I’ve never been a good writer, and I’m OK with that.
It would take me five times longer than the average person to write a blog post, and it still wouldn’t be ready to publish once I finish. So why would I even try to undertake this task when I could hire someone who specializes in my weakness? This same sentiment illustrates why companies of all shapes and sizes should consider outsourcing some or all of their marketing.
The body of the following post was written by a professional freelance writer, and will conclude with a note from me, Casey, explaining why that’s not just OK — it’s actually a smart move given the nature of today’s marketing landscape.
In its infancy, marketing was a more straightforward affair, as marketers were limited to getting our message out over a finite number of channels: TV, radio and print advertising. Now, broadcast may be good for reach, but it’s also a relatively blunt instrument. Granular targeting simply wasn’t possible in a world dominated by traditional media. Plus, a marketing professional could reasonably expect to be an expert on all aspects of their field.

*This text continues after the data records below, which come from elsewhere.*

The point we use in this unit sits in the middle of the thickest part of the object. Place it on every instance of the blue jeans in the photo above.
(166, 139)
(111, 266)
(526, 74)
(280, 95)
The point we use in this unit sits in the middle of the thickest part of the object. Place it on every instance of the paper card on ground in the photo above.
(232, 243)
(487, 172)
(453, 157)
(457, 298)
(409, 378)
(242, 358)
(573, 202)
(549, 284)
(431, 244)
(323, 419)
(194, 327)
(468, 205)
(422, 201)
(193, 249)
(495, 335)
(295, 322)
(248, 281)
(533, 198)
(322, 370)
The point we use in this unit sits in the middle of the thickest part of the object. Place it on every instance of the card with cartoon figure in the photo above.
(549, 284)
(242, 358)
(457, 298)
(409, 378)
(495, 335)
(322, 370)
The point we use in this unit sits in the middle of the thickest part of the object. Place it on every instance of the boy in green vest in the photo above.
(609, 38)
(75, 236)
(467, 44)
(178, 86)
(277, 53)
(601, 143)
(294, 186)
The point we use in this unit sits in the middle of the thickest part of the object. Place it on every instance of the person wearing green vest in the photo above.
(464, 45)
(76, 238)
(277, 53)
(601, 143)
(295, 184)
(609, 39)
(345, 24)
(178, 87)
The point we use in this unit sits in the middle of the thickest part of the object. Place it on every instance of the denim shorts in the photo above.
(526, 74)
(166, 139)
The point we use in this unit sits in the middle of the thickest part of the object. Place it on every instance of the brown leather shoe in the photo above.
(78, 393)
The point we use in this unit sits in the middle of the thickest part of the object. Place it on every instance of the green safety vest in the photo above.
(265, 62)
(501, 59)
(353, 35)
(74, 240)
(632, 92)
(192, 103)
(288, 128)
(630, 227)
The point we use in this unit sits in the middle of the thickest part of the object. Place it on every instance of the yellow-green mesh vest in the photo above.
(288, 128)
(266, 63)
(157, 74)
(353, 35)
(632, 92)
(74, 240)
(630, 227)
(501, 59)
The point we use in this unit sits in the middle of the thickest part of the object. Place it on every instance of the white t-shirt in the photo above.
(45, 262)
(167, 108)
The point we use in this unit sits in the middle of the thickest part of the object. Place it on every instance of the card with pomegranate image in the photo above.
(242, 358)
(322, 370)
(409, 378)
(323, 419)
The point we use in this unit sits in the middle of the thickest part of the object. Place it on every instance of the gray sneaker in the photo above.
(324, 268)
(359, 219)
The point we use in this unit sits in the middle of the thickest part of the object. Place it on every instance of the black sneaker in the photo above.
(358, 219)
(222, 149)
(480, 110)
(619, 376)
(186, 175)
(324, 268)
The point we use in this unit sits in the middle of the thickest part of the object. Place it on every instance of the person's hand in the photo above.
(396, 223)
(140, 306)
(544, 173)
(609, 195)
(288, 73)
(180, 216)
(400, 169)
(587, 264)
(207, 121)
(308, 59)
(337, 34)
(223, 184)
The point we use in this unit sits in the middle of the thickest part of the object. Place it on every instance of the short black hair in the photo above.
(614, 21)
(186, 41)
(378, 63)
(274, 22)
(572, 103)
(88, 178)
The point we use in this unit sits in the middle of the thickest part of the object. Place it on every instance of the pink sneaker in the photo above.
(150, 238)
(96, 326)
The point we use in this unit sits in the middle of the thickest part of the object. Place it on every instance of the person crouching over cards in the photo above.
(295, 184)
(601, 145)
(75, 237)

Today’s marketer doesn’t have that luxury. Marketing has exploded into a radically complex, expansive ecosystem with new channels popping up daily. Digital marketing — itself a relatively new phenomenon — has changed dramatically in less than a decade. Gone are the days when digital marketing expertise meant mastering of Google Ads, SEO and email campaigns. The new digital landscape involves influencers, podcasting, YouTube, augmented reality and the social media platform of the moment. Digital marketers scramble to adapt to new channels only to find that audiences have already moved on to something new. The churn is real.
And technological innovation means that even enduring channels are constantly evolving. A television marketer of years past could go their whole career without having to adjust to any significant technological advances. By contrast, even the most basic digital marketing strategy must account for Google’s algorithm self-adjusting every six months. Simply put, to be static in today’s marketing landscape is to be irrelevant.

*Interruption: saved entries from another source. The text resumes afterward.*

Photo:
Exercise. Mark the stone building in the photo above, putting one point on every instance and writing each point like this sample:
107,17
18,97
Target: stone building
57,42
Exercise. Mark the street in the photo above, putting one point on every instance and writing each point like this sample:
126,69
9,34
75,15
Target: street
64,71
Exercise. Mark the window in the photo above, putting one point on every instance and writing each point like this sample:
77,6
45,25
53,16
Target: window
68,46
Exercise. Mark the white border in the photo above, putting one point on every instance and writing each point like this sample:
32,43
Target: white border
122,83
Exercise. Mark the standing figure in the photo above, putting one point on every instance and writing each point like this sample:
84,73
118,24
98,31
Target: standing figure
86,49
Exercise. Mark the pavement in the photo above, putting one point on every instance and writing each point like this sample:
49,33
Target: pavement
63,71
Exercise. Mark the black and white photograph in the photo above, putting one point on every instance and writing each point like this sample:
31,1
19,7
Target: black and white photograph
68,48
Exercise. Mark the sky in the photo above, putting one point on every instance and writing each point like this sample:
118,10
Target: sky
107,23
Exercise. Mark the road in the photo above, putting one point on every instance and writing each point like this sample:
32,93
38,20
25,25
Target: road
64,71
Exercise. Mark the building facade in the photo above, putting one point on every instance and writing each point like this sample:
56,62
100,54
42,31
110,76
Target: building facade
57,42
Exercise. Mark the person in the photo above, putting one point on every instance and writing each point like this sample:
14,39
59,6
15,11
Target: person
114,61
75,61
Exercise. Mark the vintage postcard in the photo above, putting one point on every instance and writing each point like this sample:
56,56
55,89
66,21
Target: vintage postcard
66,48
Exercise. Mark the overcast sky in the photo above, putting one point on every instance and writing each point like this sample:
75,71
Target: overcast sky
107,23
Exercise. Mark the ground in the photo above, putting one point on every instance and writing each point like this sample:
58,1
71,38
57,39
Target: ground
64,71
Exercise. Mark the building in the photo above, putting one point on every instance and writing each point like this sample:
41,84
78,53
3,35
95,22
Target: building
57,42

Modern marketing teams are overloaded. Not only are they expected to manage everything from branding and content creation to consumer relations and analytics, but they also act as liaisons, explaining and justifying marketing decisions to clients and other departments within their own companies. These broad expectations place stress on even the most battle-tested marketer’s ability to focus and perform.
The average in-house team simply does not have the time, personnel, skills and budget to do everything that is asked of them, or do it well. Most marketing teams make up less than 1 percent of a business’s total workforce. Companies with 5,000 employees employ an average of 45 in-house marketers, and companies with fewer than 50 employees have an average marketing team of only three people. Even highly-qualified professionals are limited by the resources at their disposal.
Moreover, an incredible number of specializations now fall under the marketing umbrella. It’s unrealistic to expect someone to be an expert in all of them. A general marketing manager should be broadly familiar with the various marketing channels and know which ones will best serve a company’s needs, but their expertise can only extend so far.
Building an in-house team of specialists is expensive and time-consuming. Even if a company can afford to employ an expert in every marketing field, it’s a poor investment — it means paying full-time for services you only need part of the time (or sporadically). Outsourcing eliminates the hassle of the hiring process and gives you access to experts while eliminating a lot of overhead.
It has long been common practice to outsource various business tasks, but until recent years, marketing was considered strictly in-house work. Today, the complexity of digital marketing has forced even the most competent marketers to look outward. The vast majority of companies utilize outside agencies for some or all of their marketing efforts, and 63 percent of marketing influencers agree that the most effective strategy is a combination of both in-house and outsourced talent.
What a company chooses to outsource will vary based on its size, needs, resources and industry. Some tactics are commonly outsourced because of their complexity and the expensive technology involved, such as programmatic advertising and data management. Other tasks, such as design, SEO and basic content creation, are often outsourced because they can be managed without intimate knowledge of the company and its workings. Most companies — but not all — choose to manage their overall marketing strategy in-house, retaining big-picture control and delegating smaller components.
Rather than treating them as a vendor, think of an agency as a part-time extension of your marketing team. Making this arrangement work requires knowing your company’s own strengths. Invest your resources in areas where your team excels and outsource relative to areas of weakness. An outside agency can expand your team’s capabilities, giving you access to their resources and experience for much less than it would cost to hire someone full-time or to try to train up your own team. Agencies can also hire specialists who have the time to deep-dive into optimizing a channel, freeing up your team to focus on the high-impact tasks that really need their attention. That means getting better results with greater efficiency.
Every word in this article, besides the intro and this conclusion, was written by a freelancer who worked off an outline I provided. That person did a better job than I could ever have done, and my time was free to focus on my strengths: setting strategy for Belo + Company.
This is what every company should be doing at a larger level in their marketing efforts. Expand the power of your internal marketing team by getting an agency to do those things that you either don’t have the bandwidth or the expertise to take on.